Metadata-Version: 2.1
Name: py-ab-experiment
Version: 0.1.1
Summary: Pythonic AB Experiment Framework
Home-page: https://github.com/gus-fr/py_ab
License: GPL-3.0-or-later
Author: gus-fr
Author-email: gustavo_frigo@hotmail.com
Requires-Python: >=3.10,<4.0
Classifier: License :: OSI Approved :: GNU General Public License v3 or later (GPLv3+)
Classifier: Programming Language :: Python :: 3
Classifier: Programming Language :: Python :: 3.10
Classifier: Programming Language :: Python :: 3.11
Classifier: Programming Language :: Python :: 3.12
Requires-Dist: black (>=24.2.0,<25.0.0)
Requires-Dist: pydantic (>=1.10.0,<2.0.0)

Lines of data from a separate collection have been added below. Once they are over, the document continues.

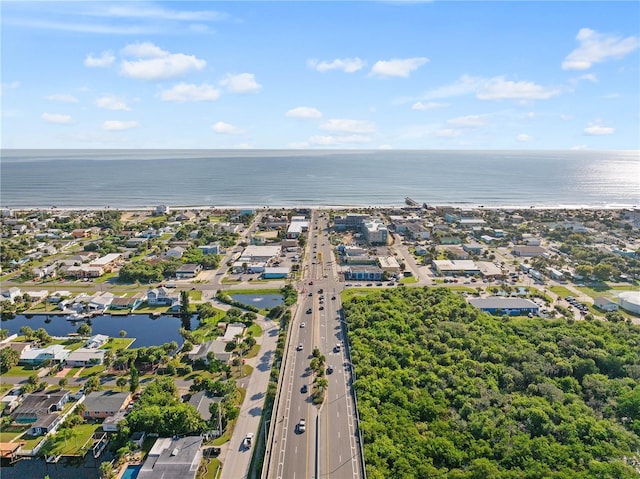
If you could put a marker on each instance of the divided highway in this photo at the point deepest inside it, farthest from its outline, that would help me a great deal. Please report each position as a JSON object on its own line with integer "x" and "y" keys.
{"x": 328, "y": 447}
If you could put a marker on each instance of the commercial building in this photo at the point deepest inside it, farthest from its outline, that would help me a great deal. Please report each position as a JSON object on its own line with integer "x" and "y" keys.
{"x": 445, "y": 267}
{"x": 509, "y": 306}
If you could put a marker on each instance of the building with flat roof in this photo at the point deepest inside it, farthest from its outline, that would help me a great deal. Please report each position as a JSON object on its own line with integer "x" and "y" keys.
{"x": 173, "y": 458}
{"x": 259, "y": 254}
{"x": 500, "y": 305}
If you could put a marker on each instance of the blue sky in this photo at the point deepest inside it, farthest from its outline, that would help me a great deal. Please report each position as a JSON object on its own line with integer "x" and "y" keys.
{"x": 321, "y": 75}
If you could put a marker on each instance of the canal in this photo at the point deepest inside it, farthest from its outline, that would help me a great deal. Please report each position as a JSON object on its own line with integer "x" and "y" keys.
{"x": 146, "y": 330}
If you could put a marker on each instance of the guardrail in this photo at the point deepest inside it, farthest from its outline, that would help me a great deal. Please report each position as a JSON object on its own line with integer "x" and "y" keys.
{"x": 355, "y": 396}
{"x": 276, "y": 402}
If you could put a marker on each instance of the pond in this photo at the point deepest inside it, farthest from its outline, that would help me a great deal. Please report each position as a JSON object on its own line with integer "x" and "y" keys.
{"x": 146, "y": 330}
{"x": 262, "y": 301}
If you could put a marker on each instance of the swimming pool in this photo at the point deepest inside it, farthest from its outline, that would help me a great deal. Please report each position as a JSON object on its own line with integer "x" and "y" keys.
{"x": 131, "y": 472}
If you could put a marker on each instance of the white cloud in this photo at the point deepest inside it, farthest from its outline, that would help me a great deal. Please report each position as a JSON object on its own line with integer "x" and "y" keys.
{"x": 62, "y": 98}
{"x": 428, "y": 106}
{"x": 58, "y": 119}
{"x": 115, "y": 125}
{"x": 598, "y": 47}
{"x": 596, "y": 129}
{"x": 469, "y": 121}
{"x": 184, "y": 92}
{"x": 105, "y": 60}
{"x": 241, "y": 83}
{"x": 500, "y": 89}
{"x": 112, "y": 103}
{"x": 397, "y": 67}
{"x": 226, "y": 128}
{"x": 331, "y": 140}
{"x": 465, "y": 85}
{"x": 304, "y": 112}
{"x": 347, "y": 65}
{"x": 153, "y": 63}
{"x": 348, "y": 126}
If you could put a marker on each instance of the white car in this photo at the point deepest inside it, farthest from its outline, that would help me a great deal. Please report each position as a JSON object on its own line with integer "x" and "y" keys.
{"x": 248, "y": 440}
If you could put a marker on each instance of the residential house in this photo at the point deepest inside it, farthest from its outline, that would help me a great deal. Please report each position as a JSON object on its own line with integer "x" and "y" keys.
{"x": 605, "y": 304}
{"x": 83, "y": 357}
{"x": 11, "y": 294}
{"x": 187, "y": 271}
{"x": 177, "y": 457}
{"x": 96, "y": 341}
{"x": 55, "y": 353}
{"x": 102, "y": 404}
{"x": 161, "y": 296}
{"x": 215, "y": 347}
{"x": 41, "y": 411}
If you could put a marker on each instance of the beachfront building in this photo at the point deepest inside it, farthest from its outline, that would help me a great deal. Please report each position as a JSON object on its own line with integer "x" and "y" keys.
{"x": 298, "y": 225}
{"x": 445, "y": 267}
{"x": 509, "y": 306}
{"x": 363, "y": 273}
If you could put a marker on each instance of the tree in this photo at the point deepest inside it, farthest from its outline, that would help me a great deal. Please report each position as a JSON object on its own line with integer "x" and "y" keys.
{"x": 134, "y": 380}
{"x": 84, "y": 330}
{"x": 9, "y": 358}
{"x": 27, "y": 332}
{"x": 121, "y": 382}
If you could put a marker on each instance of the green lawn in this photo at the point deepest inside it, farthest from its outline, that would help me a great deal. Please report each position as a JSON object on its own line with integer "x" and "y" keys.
{"x": 255, "y": 330}
{"x": 118, "y": 343}
{"x": 560, "y": 291}
{"x": 71, "y": 442}
{"x": 22, "y": 371}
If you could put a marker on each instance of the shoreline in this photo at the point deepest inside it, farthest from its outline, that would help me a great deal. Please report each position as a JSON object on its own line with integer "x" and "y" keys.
{"x": 612, "y": 207}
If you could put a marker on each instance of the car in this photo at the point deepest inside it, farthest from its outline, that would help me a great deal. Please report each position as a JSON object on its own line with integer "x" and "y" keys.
{"x": 248, "y": 439}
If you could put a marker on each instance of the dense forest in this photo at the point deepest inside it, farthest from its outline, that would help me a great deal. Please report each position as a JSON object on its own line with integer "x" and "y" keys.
{"x": 445, "y": 391}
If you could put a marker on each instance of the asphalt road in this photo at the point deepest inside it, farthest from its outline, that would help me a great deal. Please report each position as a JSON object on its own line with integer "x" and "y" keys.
{"x": 329, "y": 446}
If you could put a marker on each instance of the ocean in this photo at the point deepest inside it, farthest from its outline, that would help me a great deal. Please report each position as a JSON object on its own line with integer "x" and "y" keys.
{"x": 129, "y": 179}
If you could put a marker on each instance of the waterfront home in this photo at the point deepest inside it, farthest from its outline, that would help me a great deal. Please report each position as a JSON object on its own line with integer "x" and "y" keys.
{"x": 83, "y": 357}
{"x": 161, "y": 296}
{"x": 102, "y": 404}
{"x": 41, "y": 411}
{"x": 605, "y": 304}
{"x": 215, "y": 347}
{"x": 55, "y": 353}
{"x": 11, "y": 294}
{"x": 96, "y": 341}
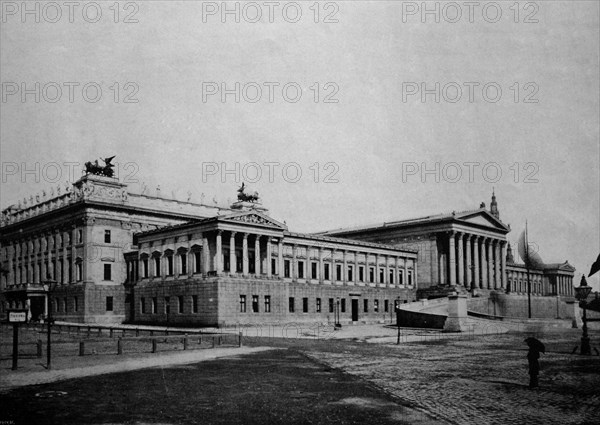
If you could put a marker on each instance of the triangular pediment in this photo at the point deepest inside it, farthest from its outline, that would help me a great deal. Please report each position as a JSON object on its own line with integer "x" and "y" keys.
{"x": 253, "y": 218}
{"x": 482, "y": 218}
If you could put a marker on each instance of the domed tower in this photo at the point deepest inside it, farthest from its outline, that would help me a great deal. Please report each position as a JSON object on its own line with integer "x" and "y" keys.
{"x": 494, "y": 206}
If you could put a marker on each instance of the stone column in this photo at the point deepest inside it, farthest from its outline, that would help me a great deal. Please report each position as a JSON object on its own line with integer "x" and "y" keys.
{"x": 257, "y": 270}
{"x": 356, "y": 268}
{"x": 321, "y": 266}
{"x": 497, "y": 277}
{"x": 452, "y": 254}
{"x": 503, "y": 265}
{"x": 280, "y": 258}
{"x": 476, "y": 257}
{"x": 245, "y": 254}
{"x": 345, "y": 267}
{"x": 232, "y": 254}
{"x": 219, "y": 252}
{"x": 461, "y": 259}
{"x": 489, "y": 264}
{"x": 269, "y": 255}
{"x": 468, "y": 265}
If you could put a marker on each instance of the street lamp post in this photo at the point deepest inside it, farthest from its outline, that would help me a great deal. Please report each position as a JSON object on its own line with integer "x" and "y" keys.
{"x": 48, "y": 287}
{"x": 581, "y": 293}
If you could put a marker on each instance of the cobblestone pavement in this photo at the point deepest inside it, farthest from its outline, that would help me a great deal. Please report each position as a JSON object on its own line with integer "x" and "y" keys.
{"x": 481, "y": 380}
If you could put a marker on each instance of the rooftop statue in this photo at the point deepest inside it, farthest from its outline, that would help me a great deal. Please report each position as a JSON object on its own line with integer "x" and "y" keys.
{"x": 246, "y": 197}
{"x": 105, "y": 170}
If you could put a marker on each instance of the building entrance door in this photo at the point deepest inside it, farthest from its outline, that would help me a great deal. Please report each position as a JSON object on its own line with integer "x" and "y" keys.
{"x": 354, "y": 310}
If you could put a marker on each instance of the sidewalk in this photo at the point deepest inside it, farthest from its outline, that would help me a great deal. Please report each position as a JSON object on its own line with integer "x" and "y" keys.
{"x": 33, "y": 372}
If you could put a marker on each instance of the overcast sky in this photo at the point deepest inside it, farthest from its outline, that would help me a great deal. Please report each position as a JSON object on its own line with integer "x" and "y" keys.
{"x": 361, "y": 133}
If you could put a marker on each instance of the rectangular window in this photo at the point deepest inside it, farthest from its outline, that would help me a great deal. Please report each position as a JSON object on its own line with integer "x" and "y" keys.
{"x": 183, "y": 262}
{"x": 194, "y": 304}
{"x": 108, "y": 272}
{"x": 145, "y": 267}
{"x": 197, "y": 262}
{"x": 170, "y": 265}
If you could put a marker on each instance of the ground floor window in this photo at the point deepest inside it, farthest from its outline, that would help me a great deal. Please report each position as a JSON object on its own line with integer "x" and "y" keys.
{"x": 242, "y": 303}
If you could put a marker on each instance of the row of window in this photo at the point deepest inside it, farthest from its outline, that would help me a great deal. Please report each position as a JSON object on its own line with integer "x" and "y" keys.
{"x": 183, "y": 269}
{"x": 56, "y": 242}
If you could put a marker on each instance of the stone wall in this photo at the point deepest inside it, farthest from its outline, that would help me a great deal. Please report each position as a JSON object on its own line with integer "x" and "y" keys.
{"x": 508, "y": 305}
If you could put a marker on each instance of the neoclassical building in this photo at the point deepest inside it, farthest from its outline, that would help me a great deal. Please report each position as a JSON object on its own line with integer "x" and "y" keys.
{"x": 94, "y": 252}
{"x": 246, "y": 267}
{"x": 466, "y": 249}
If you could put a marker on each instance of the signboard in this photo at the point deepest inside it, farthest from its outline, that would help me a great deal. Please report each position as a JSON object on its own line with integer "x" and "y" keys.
{"x": 17, "y": 316}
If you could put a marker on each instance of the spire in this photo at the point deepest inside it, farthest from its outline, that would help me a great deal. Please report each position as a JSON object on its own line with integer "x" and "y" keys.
{"x": 494, "y": 206}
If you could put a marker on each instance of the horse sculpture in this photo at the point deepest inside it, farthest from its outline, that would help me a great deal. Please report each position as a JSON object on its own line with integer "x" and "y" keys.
{"x": 99, "y": 170}
{"x": 246, "y": 197}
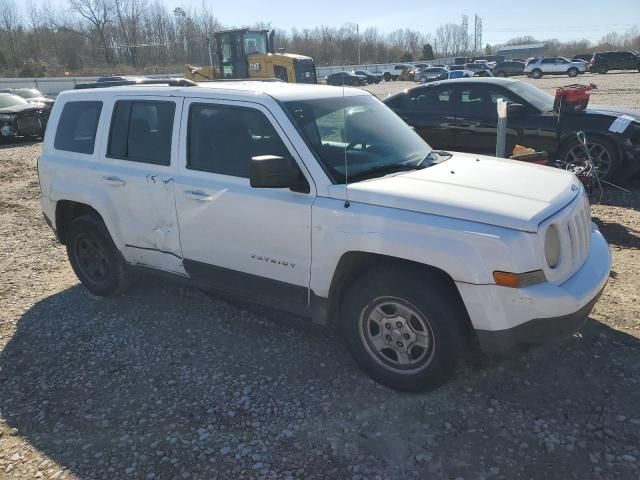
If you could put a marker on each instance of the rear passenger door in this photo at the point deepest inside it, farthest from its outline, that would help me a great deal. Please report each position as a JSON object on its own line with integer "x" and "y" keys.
{"x": 136, "y": 169}
{"x": 252, "y": 243}
{"x": 429, "y": 110}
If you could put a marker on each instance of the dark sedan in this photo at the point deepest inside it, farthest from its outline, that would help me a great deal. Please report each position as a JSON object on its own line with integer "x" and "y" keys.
{"x": 508, "y": 69}
{"x": 430, "y": 74}
{"x": 461, "y": 115}
{"x": 19, "y": 118}
{"x": 370, "y": 76}
{"x": 346, "y": 78}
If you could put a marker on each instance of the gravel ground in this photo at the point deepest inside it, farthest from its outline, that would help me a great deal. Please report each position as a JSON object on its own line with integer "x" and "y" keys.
{"x": 617, "y": 88}
{"x": 166, "y": 382}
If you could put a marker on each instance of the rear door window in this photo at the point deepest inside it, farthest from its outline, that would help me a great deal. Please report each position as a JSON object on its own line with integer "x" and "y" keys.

Project-URL: Repository, https://github.com/gus-fr/py_ab
Description-Content-Type: text/markdown

# PYthonABTesting
Library that defines a simplified language to set up and generate AB test functions within a python ecosystempy

# TL;DR
To get started you can use one of the sample files provided in `src/tests/unit/test_programs`
These are sample AB test definitions that both serve as unit tests, and provide sample file definitons.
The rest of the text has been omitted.